Da Rold Belluno, Paganin garantisce per Colussi. «Era già un allenatore in campo»

Colussi e Paganin a muro due campionati fa

Il capitano commenta la scelta della Da Rold di puntare come tecnico sul palleggiatore di due campionati fa

BELLUNO

«Che fosse già proiettato ad un futuro da allenatore lo si era capito».

Alex Paganin non ha alcun dubbio su tale aspetto. Ma è comunque incuriosito di fronte ad una delle più strane coincidenze sportive in tempi recenti della pallavolo bellunese. Gianluca Colussi avrebbe infatti potuto essere il palleggiatore nella stagione di serie A3 da poco lasciata alle spalle, qualora avesse accettato la proposta della Drl Volley Team di proseguire a Belluno.

Il tutto al termine della gratificante avventura di B conclusa con il beffardo ko in finale playoff, poi se non altro cancellato dal ripescaggio della scorsa estate. Adesso la prende invece in mano da tecnico, dopo un’annata a Prata nelle giovanili accanto tra l’altro al nostro Manolo Pat.

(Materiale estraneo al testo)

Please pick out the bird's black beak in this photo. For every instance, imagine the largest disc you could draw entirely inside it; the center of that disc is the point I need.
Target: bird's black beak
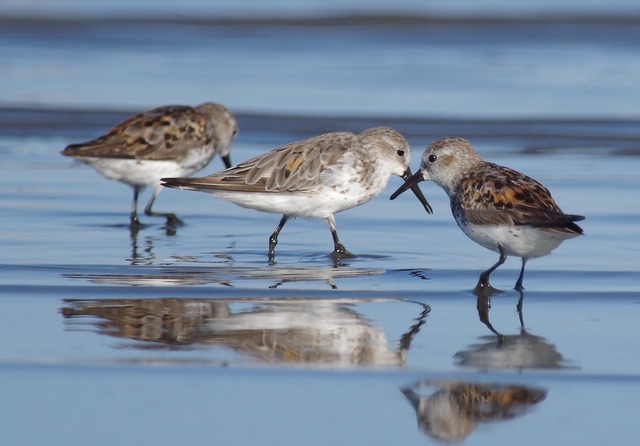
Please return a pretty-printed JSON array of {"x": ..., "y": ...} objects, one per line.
[
  {"x": 227, "y": 161},
  {"x": 411, "y": 182}
]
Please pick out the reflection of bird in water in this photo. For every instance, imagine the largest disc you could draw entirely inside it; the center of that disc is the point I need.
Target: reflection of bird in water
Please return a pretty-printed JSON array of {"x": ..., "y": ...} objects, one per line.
[
  {"x": 519, "y": 351},
  {"x": 311, "y": 331},
  {"x": 224, "y": 275},
  {"x": 454, "y": 409}
]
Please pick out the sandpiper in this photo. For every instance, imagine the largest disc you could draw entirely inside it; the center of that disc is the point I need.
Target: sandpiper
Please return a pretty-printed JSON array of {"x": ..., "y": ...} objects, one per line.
[
  {"x": 497, "y": 207},
  {"x": 173, "y": 140},
  {"x": 314, "y": 178}
]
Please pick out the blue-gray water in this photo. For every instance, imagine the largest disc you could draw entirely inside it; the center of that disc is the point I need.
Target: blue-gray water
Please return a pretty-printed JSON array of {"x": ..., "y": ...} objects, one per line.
[{"x": 160, "y": 337}]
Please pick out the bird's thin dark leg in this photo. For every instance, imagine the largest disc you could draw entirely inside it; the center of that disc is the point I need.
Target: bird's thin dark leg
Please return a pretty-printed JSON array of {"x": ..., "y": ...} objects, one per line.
[
  {"x": 483, "y": 282},
  {"x": 134, "y": 207},
  {"x": 519, "y": 309},
  {"x": 339, "y": 250},
  {"x": 519, "y": 286},
  {"x": 172, "y": 220},
  {"x": 273, "y": 240}
]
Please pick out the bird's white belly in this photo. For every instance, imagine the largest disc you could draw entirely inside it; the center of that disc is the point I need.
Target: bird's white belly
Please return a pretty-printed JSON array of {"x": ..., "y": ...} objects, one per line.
[
  {"x": 309, "y": 205},
  {"x": 520, "y": 241}
]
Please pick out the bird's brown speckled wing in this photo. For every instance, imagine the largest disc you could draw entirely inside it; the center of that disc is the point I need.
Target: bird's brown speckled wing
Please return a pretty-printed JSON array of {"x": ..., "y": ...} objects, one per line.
[
  {"x": 161, "y": 133},
  {"x": 293, "y": 168},
  {"x": 498, "y": 195}
]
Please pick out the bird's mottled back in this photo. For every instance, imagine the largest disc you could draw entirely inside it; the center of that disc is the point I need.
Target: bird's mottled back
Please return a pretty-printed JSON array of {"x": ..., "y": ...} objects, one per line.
[{"x": 163, "y": 133}]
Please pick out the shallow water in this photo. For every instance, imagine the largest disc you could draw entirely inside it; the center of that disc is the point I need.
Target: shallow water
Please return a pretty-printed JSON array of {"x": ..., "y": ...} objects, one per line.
[{"x": 190, "y": 335}]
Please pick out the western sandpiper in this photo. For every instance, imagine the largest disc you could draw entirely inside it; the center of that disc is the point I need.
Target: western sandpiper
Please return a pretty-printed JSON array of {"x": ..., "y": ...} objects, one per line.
[
  {"x": 496, "y": 207},
  {"x": 313, "y": 178},
  {"x": 174, "y": 140}
]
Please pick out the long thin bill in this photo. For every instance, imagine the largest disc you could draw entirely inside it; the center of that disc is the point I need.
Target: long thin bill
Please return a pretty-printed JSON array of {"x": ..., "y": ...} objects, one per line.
[{"x": 411, "y": 182}]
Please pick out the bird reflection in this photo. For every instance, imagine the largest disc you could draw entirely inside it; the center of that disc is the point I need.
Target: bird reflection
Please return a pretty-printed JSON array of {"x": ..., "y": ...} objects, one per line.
[
  {"x": 223, "y": 273},
  {"x": 500, "y": 351},
  {"x": 452, "y": 410},
  {"x": 297, "y": 330}
]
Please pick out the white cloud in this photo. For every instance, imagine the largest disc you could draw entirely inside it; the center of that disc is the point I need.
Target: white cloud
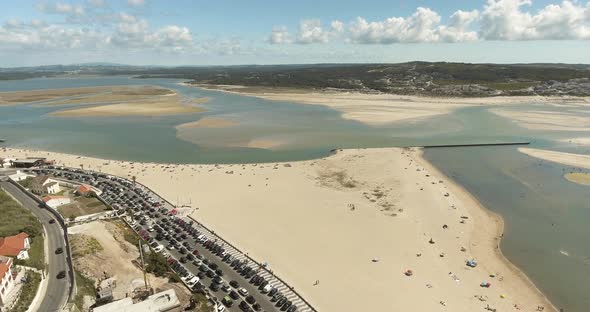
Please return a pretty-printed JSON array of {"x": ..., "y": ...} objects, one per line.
[
  {"x": 420, "y": 27},
  {"x": 506, "y": 20},
  {"x": 136, "y": 3},
  {"x": 97, "y": 3},
  {"x": 311, "y": 31},
  {"x": 69, "y": 10},
  {"x": 498, "y": 20},
  {"x": 279, "y": 35},
  {"x": 458, "y": 29}
]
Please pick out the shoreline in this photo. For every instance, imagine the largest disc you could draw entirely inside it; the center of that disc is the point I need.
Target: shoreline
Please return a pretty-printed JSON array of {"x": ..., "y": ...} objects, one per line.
[
  {"x": 381, "y": 109},
  {"x": 485, "y": 241},
  {"x": 498, "y": 220}
]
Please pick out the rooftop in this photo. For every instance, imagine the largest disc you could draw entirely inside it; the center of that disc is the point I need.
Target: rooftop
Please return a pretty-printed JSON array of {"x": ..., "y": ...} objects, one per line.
[
  {"x": 12, "y": 245},
  {"x": 162, "y": 301}
]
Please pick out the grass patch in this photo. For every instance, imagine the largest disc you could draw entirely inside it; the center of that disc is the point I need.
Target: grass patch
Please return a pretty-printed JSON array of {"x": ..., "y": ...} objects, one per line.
[
  {"x": 28, "y": 292},
  {"x": 85, "y": 287},
  {"x": 82, "y": 206},
  {"x": 128, "y": 234},
  {"x": 156, "y": 264},
  {"x": 16, "y": 219},
  {"x": 26, "y": 183}
]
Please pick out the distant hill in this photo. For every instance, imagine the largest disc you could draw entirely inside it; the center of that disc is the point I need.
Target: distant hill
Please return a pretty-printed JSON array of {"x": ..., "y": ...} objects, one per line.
[{"x": 422, "y": 78}]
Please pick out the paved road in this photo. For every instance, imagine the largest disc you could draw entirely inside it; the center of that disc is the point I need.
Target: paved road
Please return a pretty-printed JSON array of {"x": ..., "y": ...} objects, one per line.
[{"x": 56, "y": 293}]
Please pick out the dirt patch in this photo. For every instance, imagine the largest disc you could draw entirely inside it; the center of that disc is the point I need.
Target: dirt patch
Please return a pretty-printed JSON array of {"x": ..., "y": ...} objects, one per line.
[
  {"x": 116, "y": 259},
  {"x": 82, "y": 206},
  {"x": 336, "y": 178}
]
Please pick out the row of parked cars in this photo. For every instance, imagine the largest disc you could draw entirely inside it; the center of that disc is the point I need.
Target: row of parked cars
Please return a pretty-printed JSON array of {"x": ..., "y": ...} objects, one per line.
[{"x": 173, "y": 233}]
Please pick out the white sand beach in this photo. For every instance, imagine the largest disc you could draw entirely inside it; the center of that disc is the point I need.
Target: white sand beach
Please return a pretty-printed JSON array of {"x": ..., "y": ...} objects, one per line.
[
  {"x": 574, "y": 160},
  {"x": 327, "y": 219},
  {"x": 382, "y": 109}
]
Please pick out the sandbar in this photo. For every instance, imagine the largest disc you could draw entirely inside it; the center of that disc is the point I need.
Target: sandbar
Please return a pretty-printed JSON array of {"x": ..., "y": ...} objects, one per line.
[
  {"x": 326, "y": 220},
  {"x": 21, "y": 97},
  {"x": 166, "y": 105},
  {"x": 546, "y": 120},
  {"x": 574, "y": 160},
  {"x": 208, "y": 122},
  {"x": 578, "y": 177},
  {"x": 578, "y": 141}
]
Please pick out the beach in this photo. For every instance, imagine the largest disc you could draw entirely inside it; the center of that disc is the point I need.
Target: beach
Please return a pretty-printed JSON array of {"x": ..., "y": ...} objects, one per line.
[
  {"x": 354, "y": 221},
  {"x": 383, "y": 109}
]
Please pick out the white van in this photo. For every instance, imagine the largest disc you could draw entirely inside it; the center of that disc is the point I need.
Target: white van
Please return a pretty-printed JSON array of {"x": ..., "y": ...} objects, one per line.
[{"x": 192, "y": 281}]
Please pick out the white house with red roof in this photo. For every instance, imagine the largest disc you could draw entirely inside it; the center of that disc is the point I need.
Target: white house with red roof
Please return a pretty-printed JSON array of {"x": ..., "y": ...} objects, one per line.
[
  {"x": 15, "y": 246},
  {"x": 7, "y": 280}
]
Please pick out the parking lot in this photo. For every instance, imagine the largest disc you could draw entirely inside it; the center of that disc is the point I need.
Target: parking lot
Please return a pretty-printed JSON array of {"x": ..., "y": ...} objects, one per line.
[{"x": 204, "y": 261}]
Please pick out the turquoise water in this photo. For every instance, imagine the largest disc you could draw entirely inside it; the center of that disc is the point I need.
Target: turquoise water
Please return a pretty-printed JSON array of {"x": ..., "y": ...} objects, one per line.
[{"x": 546, "y": 216}]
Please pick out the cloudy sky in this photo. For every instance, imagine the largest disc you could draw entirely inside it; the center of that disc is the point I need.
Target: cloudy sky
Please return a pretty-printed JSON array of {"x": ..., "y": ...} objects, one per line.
[{"x": 205, "y": 32}]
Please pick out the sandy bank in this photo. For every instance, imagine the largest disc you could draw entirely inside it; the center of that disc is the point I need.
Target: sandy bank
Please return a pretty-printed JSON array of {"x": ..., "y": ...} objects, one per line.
[
  {"x": 166, "y": 105},
  {"x": 327, "y": 219},
  {"x": 578, "y": 141},
  {"x": 382, "y": 109},
  {"x": 20, "y": 97},
  {"x": 578, "y": 177},
  {"x": 208, "y": 122},
  {"x": 116, "y": 94},
  {"x": 546, "y": 120},
  {"x": 575, "y": 160}
]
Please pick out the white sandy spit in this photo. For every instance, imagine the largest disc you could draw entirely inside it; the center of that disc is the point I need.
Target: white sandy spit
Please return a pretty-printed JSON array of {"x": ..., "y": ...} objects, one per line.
[{"x": 327, "y": 220}]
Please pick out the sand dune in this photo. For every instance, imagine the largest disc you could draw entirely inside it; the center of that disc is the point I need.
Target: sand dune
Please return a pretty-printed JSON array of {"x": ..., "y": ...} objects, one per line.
[
  {"x": 575, "y": 160},
  {"x": 327, "y": 219}
]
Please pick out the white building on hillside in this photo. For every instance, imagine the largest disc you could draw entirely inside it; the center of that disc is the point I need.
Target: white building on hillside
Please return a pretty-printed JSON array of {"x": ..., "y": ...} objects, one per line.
[
  {"x": 7, "y": 281},
  {"x": 20, "y": 176}
]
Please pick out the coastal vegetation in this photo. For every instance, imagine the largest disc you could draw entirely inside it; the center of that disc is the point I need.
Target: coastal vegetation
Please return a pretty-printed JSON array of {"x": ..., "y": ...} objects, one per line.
[
  {"x": 17, "y": 219},
  {"x": 28, "y": 292}
]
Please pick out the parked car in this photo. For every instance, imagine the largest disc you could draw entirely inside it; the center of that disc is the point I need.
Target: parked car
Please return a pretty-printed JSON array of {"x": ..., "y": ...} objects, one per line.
[{"x": 61, "y": 274}]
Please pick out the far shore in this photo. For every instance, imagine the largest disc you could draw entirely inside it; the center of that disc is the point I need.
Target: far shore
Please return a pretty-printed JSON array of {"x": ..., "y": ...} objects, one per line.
[
  {"x": 383, "y": 109},
  {"x": 311, "y": 217}
]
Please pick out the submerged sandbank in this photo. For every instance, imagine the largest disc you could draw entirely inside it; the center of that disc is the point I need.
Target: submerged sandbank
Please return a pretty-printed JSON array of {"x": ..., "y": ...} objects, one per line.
[
  {"x": 327, "y": 219},
  {"x": 546, "y": 120},
  {"x": 208, "y": 122},
  {"x": 166, "y": 105},
  {"x": 574, "y": 160},
  {"x": 578, "y": 177}
]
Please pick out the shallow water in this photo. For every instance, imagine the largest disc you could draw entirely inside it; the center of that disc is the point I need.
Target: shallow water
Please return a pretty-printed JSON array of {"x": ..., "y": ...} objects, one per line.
[{"x": 545, "y": 215}]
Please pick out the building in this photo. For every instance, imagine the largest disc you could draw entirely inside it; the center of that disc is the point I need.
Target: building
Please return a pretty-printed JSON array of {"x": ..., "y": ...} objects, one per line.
[
  {"x": 20, "y": 176},
  {"x": 160, "y": 302},
  {"x": 16, "y": 246},
  {"x": 56, "y": 201},
  {"x": 84, "y": 190},
  {"x": 28, "y": 162},
  {"x": 45, "y": 185},
  {"x": 7, "y": 281}
]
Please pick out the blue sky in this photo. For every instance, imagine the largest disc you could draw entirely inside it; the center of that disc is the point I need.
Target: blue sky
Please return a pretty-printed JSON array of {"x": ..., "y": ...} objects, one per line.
[{"x": 199, "y": 32}]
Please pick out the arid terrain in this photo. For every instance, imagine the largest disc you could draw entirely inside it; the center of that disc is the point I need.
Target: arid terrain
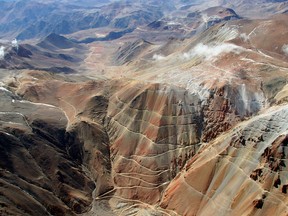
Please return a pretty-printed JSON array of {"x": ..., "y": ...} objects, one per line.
[{"x": 144, "y": 108}]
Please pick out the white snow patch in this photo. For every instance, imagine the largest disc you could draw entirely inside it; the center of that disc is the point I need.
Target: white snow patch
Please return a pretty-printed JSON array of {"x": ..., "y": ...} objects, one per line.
[
  {"x": 210, "y": 52},
  {"x": 285, "y": 49},
  {"x": 244, "y": 37},
  {"x": 2, "y": 52},
  {"x": 15, "y": 43},
  {"x": 158, "y": 57}
]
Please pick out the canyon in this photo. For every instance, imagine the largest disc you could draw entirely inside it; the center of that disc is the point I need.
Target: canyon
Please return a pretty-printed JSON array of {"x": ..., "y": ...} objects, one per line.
[{"x": 183, "y": 115}]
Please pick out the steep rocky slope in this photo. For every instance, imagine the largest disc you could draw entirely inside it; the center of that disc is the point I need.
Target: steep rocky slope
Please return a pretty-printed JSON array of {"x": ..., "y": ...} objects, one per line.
[{"x": 193, "y": 127}]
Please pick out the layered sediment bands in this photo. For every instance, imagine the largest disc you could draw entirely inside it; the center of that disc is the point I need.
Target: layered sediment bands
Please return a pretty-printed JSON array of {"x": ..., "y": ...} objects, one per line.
[
  {"x": 153, "y": 130},
  {"x": 242, "y": 172}
]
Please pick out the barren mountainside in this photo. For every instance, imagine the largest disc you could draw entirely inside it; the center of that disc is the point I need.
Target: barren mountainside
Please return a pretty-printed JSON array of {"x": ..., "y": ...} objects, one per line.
[{"x": 183, "y": 112}]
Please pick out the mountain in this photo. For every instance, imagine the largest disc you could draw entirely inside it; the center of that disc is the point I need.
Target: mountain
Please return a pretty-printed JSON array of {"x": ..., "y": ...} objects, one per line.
[
  {"x": 168, "y": 108},
  {"x": 54, "y": 53}
]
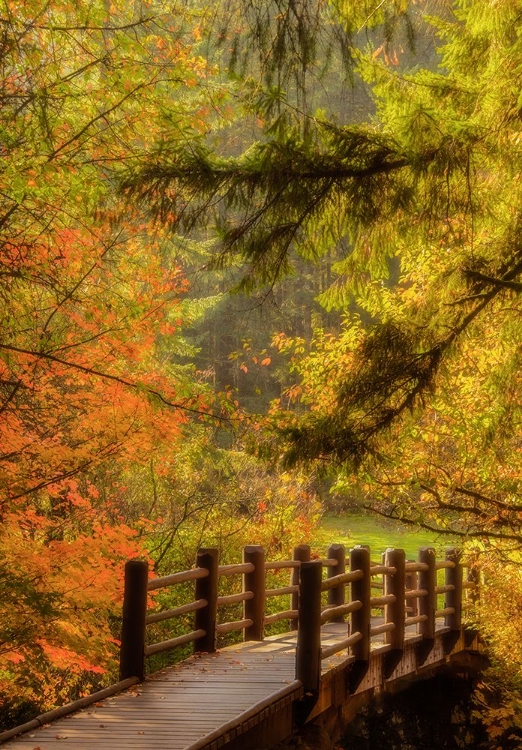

Gli incroci del destino sono strani davvero. A lui va il compito di condurre la squadra verso lidi piacevoli di classifica, dopo il campionato dai due volti concluso con la salvezza ad inizio aprile. È inevitabile però domandare proprio a Paganin che effetto provochi il ritrovare un compagno di squadra e un amico nel ruolo di allenatore. Magari una telefonata tra i due ci sarà, essendo il centrale di Santa Giustina il capitano della Drl e uno dei ragazzi di più lungo corso con la maglia del Belluno.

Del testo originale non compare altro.